Discover more from @mhonkasalo
Navigating the UST crash
What it was like following the on-chain action and thinking through it moment to moment
First, I want to say that such blowups are horrible to the people who experience them. No enjoyment was taken. Crypto protocols are complex and I don’t expect people to be able to evaluate them.
Many sophisticated Luna investors understood there’s tail-risk here.
There’s a higher than 0% chance that Luna bounces back from this. My roadmap would be to fundraise and do as much as possible to collateralize UST. The goal should be to become Frax. The current model is broken.
I was following the on-chain data and situation closely for the entirety of the blow-up. This blog is about what I was looking at moment-to-moment and isn’t fully polished. I don’t have the full data and am noting what I saw.
In anticipation of the Curve 4pool launch with FRAX/UST/USDC/USDT, I put together this Dune Analytics dashboard to monitor its growth. As a fan of DAI and MakerDAO, I admit I was worried they’d take billions in demand and market share.
The UST-3pool was dominant at the time. Decided to add that information to the dashboard as well because why not?
At this time, there was something odd going on in the pool. An $85 million UST-to-USDC swap that had the pool slightly out of imbalance. Soon after the selling began in $300,000 to $3 million clips on Curve. Based on the on-chain data it wasn’t obvious to me it was a single party.
The defender (i.e. Hero #1) being a single party was obvious. To put the Curve pool back into balance. 50,000 or so ETH was sold and another 20,000 was sent to Binance. Keeping the UST peg was leading to hundreds of millions in on-chain ETH sales and who knows how much on Binance (the most liquid trading venue) and FTX.
The narrative at this time was that big players would keep the UST peg. No worries. It did seem a bit panicky that the address 1st dumped $51 million in stETH to ETH. This created the largest ETH/stETH price difference (and available arbitrage) since late-2021.
The first defense was successful.
Even after the first “successful” defense, the price never really recovered. This made me think there was some weakness in the move and the situation should be monitored closely.
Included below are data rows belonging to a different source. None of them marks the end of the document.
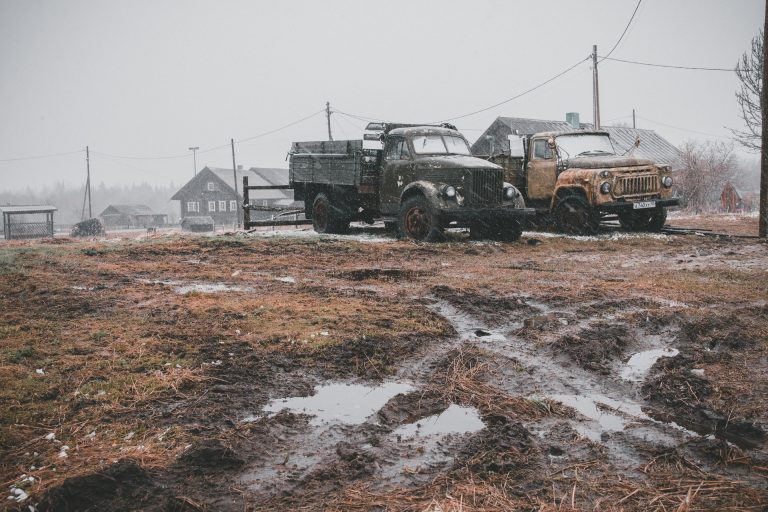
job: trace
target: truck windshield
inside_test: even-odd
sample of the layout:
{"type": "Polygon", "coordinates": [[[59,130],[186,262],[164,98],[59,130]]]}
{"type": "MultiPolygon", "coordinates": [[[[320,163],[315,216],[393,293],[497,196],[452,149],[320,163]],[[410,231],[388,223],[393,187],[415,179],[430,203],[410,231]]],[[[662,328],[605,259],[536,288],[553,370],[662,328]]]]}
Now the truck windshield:
{"type": "Polygon", "coordinates": [[[417,135],[413,151],[419,155],[471,155],[467,141],[453,135],[417,135]]]}
{"type": "Polygon", "coordinates": [[[587,155],[615,155],[616,152],[607,135],[560,135],[557,138],[557,148],[562,150],[566,158],[587,155]]]}

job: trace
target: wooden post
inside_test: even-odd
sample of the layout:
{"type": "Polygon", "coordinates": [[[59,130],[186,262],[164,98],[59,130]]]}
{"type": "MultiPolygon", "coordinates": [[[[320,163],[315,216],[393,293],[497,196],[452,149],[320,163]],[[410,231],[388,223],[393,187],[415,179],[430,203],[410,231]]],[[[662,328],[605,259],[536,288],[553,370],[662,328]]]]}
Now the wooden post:
{"type": "Polygon", "coordinates": [[[243,229],[251,227],[251,202],[248,200],[248,176],[243,176],[243,229]]]}
{"type": "MultiPolygon", "coordinates": [[[[235,201],[240,201],[240,194],[237,193],[237,165],[235,164],[235,139],[229,139],[232,144],[232,175],[235,178],[235,201]]],[[[240,212],[235,210],[237,217],[237,228],[240,229],[240,212]]]]}

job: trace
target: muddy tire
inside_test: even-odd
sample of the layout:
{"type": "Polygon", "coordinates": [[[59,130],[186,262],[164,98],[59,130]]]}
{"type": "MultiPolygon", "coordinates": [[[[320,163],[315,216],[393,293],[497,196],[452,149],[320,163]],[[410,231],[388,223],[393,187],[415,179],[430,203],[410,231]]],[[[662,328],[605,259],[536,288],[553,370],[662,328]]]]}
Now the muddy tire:
{"type": "Polygon", "coordinates": [[[312,202],[312,227],[317,233],[345,233],[349,230],[349,219],[320,192],[312,202]]]}
{"type": "Polygon", "coordinates": [[[398,234],[421,242],[439,242],[443,239],[440,219],[423,196],[406,199],[400,205],[398,234]]]}
{"type": "Polygon", "coordinates": [[[579,196],[562,199],[554,217],[557,229],[571,235],[594,235],[600,225],[600,215],[579,196]]]}
{"type": "Polygon", "coordinates": [[[397,233],[397,222],[384,222],[384,229],[387,231],[392,231],[393,233],[397,233]]]}
{"type": "Polygon", "coordinates": [[[619,213],[619,224],[627,231],[661,231],[667,222],[667,210],[656,208],[653,211],[629,210],[619,213]]]}

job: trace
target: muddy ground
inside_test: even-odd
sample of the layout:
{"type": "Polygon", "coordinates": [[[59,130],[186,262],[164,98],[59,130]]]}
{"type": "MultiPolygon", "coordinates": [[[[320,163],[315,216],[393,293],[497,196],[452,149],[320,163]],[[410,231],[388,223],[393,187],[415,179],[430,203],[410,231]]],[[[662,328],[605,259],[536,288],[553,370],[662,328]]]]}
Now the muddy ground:
{"type": "Polygon", "coordinates": [[[766,510],[767,249],[3,242],[2,507],[766,510]]]}

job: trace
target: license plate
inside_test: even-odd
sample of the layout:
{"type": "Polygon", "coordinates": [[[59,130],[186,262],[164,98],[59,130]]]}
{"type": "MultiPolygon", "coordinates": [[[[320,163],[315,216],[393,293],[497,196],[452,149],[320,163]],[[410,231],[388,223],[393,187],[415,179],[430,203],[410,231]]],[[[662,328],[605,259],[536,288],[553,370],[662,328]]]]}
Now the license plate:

At this time, I connected with reporter friends sounding the alarm. The “they call me Chicken Little, they call me Bubble Boy” quote from The Big Short came to mind. I was told the problem had been fixed and the peg had held.
For some reason, no one believed there could be so much sell-side liquidity to hit the market.
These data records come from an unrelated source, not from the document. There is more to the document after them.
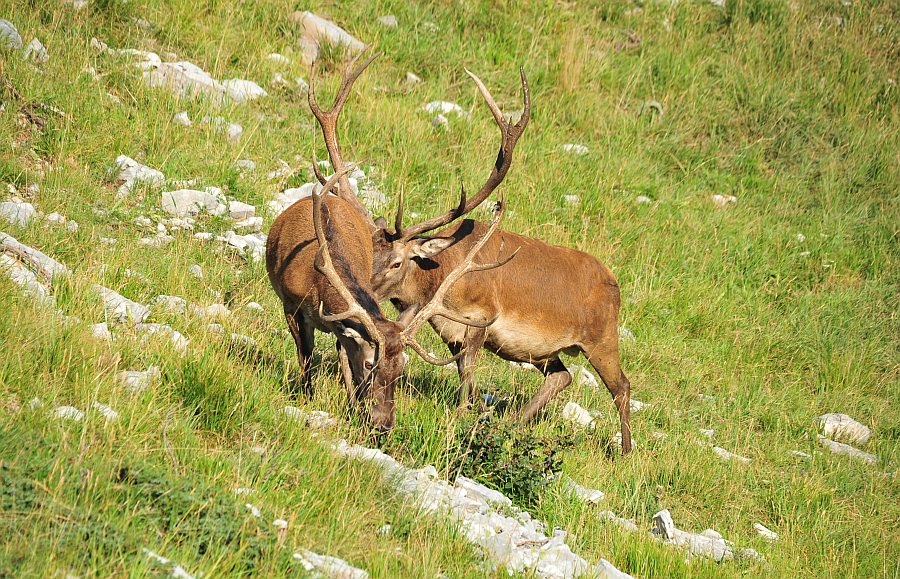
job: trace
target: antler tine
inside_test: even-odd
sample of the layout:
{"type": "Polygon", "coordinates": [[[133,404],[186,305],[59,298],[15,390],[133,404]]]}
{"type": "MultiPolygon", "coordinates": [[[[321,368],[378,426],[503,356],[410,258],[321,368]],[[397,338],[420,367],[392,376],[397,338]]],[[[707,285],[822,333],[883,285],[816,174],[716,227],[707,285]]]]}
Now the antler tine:
{"type": "MultiPolygon", "coordinates": [[[[500,200],[498,201],[498,209],[494,214],[494,218],[491,220],[491,225],[488,227],[488,230],[484,235],[479,238],[477,242],[472,246],[469,252],[466,254],[463,262],[458,265],[450,275],[444,278],[444,281],[441,282],[441,285],[438,286],[436,292],[434,292],[434,296],[431,300],[425,304],[424,307],[419,309],[416,312],[416,315],[413,317],[412,321],[406,326],[403,330],[403,338],[408,344],[413,344],[415,342],[415,335],[419,328],[428,321],[430,318],[434,316],[442,316],[448,319],[451,319],[454,322],[458,322],[461,324],[466,324],[468,326],[474,326],[479,328],[484,328],[496,321],[496,318],[493,320],[485,320],[485,321],[475,321],[475,320],[466,320],[464,318],[460,318],[456,316],[452,312],[450,312],[444,306],[444,297],[447,295],[447,292],[453,287],[462,276],[470,273],[472,271],[478,271],[477,267],[473,265],[473,261],[475,260],[475,256],[481,251],[481,248],[487,243],[488,239],[494,234],[494,231],[497,230],[497,227],[500,225],[500,222],[503,220],[503,214],[506,213],[506,201],[503,199],[502,195],[500,196],[500,200]]],[[[511,259],[511,258],[510,258],[511,259]]],[[[507,260],[508,261],[508,260],[507,260]]]]}
{"type": "Polygon", "coordinates": [[[312,170],[319,183],[324,185],[326,183],[325,175],[322,174],[322,168],[319,167],[319,163],[315,159],[313,159],[312,170]]]}
{"type": "MultiPolygon", "coordinates": [[[[360,52],[360,54],[353,59],[350,63],[351,67],[362,57],[363,52],[365,52],[365,50],[360,52]]],[[[379,56],[380,53],[373,54],[353,69],[352,72],[343,75],[341,86],[338,89],[337,96],[334,98],[334,103],[327,111],[323,111],[319,106],[318,100],[316,99],[315,79],[310,77],[309,90],[307,91],[309,109],[312,111],[313,116],[316,117],[319,126],[322,128],[322,136],[325,138],[325,148],[328,149],[328,157],[331,159],[331,166],[334,167],[335,172],[339,171],[344,166],[344,159],[341,155],[341,146],[337,136],[338,117],[341,114],[341,110],[344,108],[347,97],[350,95],[350,89],[353,88],[353,83],[356,82],[359,75],[362,74],[372,61],[379,56]]],[[[317,174],[316,177],[320,178],[320,175],[317,174]]],[[[338,187],[337,191],[338,196],[350,202],[350,204],[353,205],[353,208],[368,221],[369,227],[374,230],[375,223],[372,221],[369,212],[366,211],[366,208],[363,207],[362,203],[360,203],[359,199],[356,198],[356,195],[354,195],[353,191],[350,189],[350,181],[346,174],[340,178],[339,185],[340,187],[338,187]]]]}
{"type": "Polygon", "coordinates": [[[435,358],[434,356],[432,356],[431,354],[426,352],[425,348],[423,348],[421,345],[419,345],[419,343],[416,342],[415,340],[412,340],[411,342],[409,342],[408,345],[423,360],[425,360],[429,364],[434,364],[435,366],[446,366],[447,364],[450,364],[451,362],[456,362],[457,360],[460,359],[460,357],[463,354],[466,353],[466,349],[463,348],[462,350],[457,352],[456,355],[453,356],[452,358],[435,358]]]}
{"type": "Polygon", "coordinates": [[[394,235],[403,235],[403,187],[400,187],[400,195],[397,200],[397,215],[394,216],[394,235]]]}
{"type": "Polygon", "coordinates": [[[427,231],[443,227],[472,211],[481,204],[482,201],[487,199],[494,189],[503,182],[503,179],[506,178],[506,173],[509,171],[509,167],[512,164],[512,154],[516,147],[516,142],[518,142],[519,137],[522,136],[525,127],[528,125],[528,120],[531,118],[531,93],[528,90],[528,79],[525,77],[525,69],[523,67],[519,67],[519,75],[522,78],[522,116],[515,125],[512,125],[503,118],[503,112],[500,110],[500,107],[497,106],[497,102],[491,96],[487,87],[484,86],[484,83],[481,82],[481,79],[475,76],[470,70],[465,69],[465,71],[466,74],[475,81],[475,85],[478,87],[478,91],[481,93],[488,108],[491,110],[491,114],[493,115],[497,126],[500,127],[500,148],[497,152],[497,160],[491,169],[490,176],[481,189],[479,189],[477,195],[468,200],[463,197],[456,208],[451,209],[443,215],[407,227],[403,234],[404,240],[409,240],[416,235],[421,235],[427,231]]]}
{"type": "Polygon", "coordinates": [[[313,228],[316,230],[316,239],[319,242],[319,251],[316,253],[315,267],[319,273],[328,279],[328,282],[334,287],[341,298],[347,302],[347,310],[343,313],[325,315],[324,304],[321,303],[319,304],[319,312],[322,319],[325,321],[340,321],[349,317],[358,318],[360,323],[362,323],[363,327],[365,327],[366,331],[369,333],[369,337],[376,341],[380,346],[384,344],[384,337],[381,335],[378,327],[375,326],[375,321],[369,315],[369,312],[359,305],[359,302],[356,301],[353,294],[350,293],[350,290],[347,289],[347,286],[334,269],[334,263],[331,261],[331,252],[328,250],[328,239],[325,237],[325,229],[322,226],[322,199],[342,177],[353,169],[354,166],[352,164],[342,167],[325,182],[325,185],[319,193],[314,191],[312,194],[313,228]]]}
Quote: “look at the chart lol. do your eyes really tell you this is nothing?”.
I was still quite sure the peg would be defended. Similar to others, I did rely on the argument from authority — these people are so smart and rich that they must be playing 8D chess!
The second stage was similar to the first. Constant swaps on Curve — mostly $300k at a time and often from addresses that didn’t look “malicious” but some random NFT trader.
This is when this address (i.e. Hero #2) “fixed” the problem with a blunt $250m hammer. 2nd defense is over. Unlike the first one, this was much more rapid.
As seen from the chart above, the trendline deteriorated quickly. A prominent DeFi founder in a chat said (paraphrasing) “[firm X] must be making a killing on the arbitrage”, apparently forgetting what the word meant.
The scale started to become worrying. Hundreds of millions spent on-chain now holding UST as essentially toxic debt — and who knows how much more on centralized exchanges.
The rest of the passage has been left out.